The study also considered the differences among patients by illness, state and region, gender and a number of other factors. The results are at least mildly provocative. For instance, Hawaiians reached the doughnut hole at about three times the rate of Nevadans (36% vs. 12%). Arizona was the second-lowest state, incidentally, with "only" 19% of its residents reaching the coverage gap. There was a modest difference between men and women, but an unsurprisingly clear gap by age: while only 17% of those under 65 reached the coverage gap, over 32% of those over 86 did so.
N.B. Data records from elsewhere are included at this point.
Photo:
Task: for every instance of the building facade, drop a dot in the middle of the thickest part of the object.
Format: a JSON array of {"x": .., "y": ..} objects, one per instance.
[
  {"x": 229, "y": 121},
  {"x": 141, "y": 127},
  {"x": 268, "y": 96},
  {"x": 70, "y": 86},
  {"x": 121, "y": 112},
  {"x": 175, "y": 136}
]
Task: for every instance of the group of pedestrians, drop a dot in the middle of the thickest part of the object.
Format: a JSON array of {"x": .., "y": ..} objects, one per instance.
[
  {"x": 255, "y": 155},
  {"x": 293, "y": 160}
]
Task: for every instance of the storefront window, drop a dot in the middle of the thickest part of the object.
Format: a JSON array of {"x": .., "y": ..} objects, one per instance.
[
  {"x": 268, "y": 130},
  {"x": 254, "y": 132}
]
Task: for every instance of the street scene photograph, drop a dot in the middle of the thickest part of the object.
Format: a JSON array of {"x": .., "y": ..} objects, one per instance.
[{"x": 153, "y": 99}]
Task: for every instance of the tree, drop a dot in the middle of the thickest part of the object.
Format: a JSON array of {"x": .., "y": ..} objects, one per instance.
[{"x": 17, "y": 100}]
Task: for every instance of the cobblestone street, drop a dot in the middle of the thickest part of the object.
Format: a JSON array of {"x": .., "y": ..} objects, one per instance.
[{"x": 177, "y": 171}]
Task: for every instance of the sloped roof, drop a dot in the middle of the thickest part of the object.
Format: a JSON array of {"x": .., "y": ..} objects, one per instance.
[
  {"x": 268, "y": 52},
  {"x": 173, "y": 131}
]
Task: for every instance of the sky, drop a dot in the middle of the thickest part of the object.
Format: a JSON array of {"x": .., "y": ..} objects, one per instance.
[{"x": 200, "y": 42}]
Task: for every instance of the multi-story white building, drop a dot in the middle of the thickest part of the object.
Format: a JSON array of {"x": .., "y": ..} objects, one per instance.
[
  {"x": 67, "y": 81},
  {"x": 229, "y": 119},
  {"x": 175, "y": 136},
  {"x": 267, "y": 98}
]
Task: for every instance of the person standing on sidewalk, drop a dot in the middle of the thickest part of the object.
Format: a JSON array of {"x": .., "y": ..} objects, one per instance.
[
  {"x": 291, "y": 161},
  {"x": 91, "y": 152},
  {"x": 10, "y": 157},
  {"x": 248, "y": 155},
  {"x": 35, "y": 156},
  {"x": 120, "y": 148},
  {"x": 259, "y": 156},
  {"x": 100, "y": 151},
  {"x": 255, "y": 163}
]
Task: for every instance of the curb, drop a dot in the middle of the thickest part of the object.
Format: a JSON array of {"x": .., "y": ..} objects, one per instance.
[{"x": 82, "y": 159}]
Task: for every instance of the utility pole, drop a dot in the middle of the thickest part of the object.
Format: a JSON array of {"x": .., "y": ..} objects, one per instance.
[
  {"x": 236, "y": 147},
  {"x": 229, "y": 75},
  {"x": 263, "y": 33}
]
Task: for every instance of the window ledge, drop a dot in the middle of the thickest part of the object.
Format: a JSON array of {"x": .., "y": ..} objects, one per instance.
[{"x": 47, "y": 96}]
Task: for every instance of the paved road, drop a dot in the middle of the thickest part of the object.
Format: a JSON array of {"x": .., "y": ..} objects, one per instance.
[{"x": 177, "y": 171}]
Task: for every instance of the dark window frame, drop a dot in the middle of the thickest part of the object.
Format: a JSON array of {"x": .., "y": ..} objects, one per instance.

Which medical conditions are most likely to get a patient’s drug costs high enough to reach the doughnut hole? The "winner" is treatment for dementia. 64% of those taking drugs for Alzheimer’s (such as Aricept) reached the first threshold, and 15% paid enough to get through the doughnut hole to catastrophic coverage. Compare patients taking ACE inhibitors (like Lisinopril) for hypertension; 35% of those patients reached the doughnut hole and only 5% spent enough to obtain catastrophic coverage. Over half of patients treated with oral anti-diabetics (Fosamax, for example) and proton pump inhibitors (Prilosec, Nexium and others) reached the coverage gap.

And what do patients do when they reach the doughnut hole? According to the study about 15% stop taking their prescribed medications, a very small number (about 1%) simply reduce their dosages, and another 5% switch to another, presumably less expensive, medication. That leaves about 80% of those without coverage paying the full cost of their prescriptions without help from Medicare or their Plan.

The study’s authors freely acknowledge some of its limitations. It does not include Medicare patients covered by Medicaid plans, or those who took no medications. It fails to distinguish expenditures for "off-formulary" prescriptions -- that is, those which the Medicare beneficiary may have purchased without going through the Part D plan. Still, it provides a general picture of the real world of Medicare Part D coverage.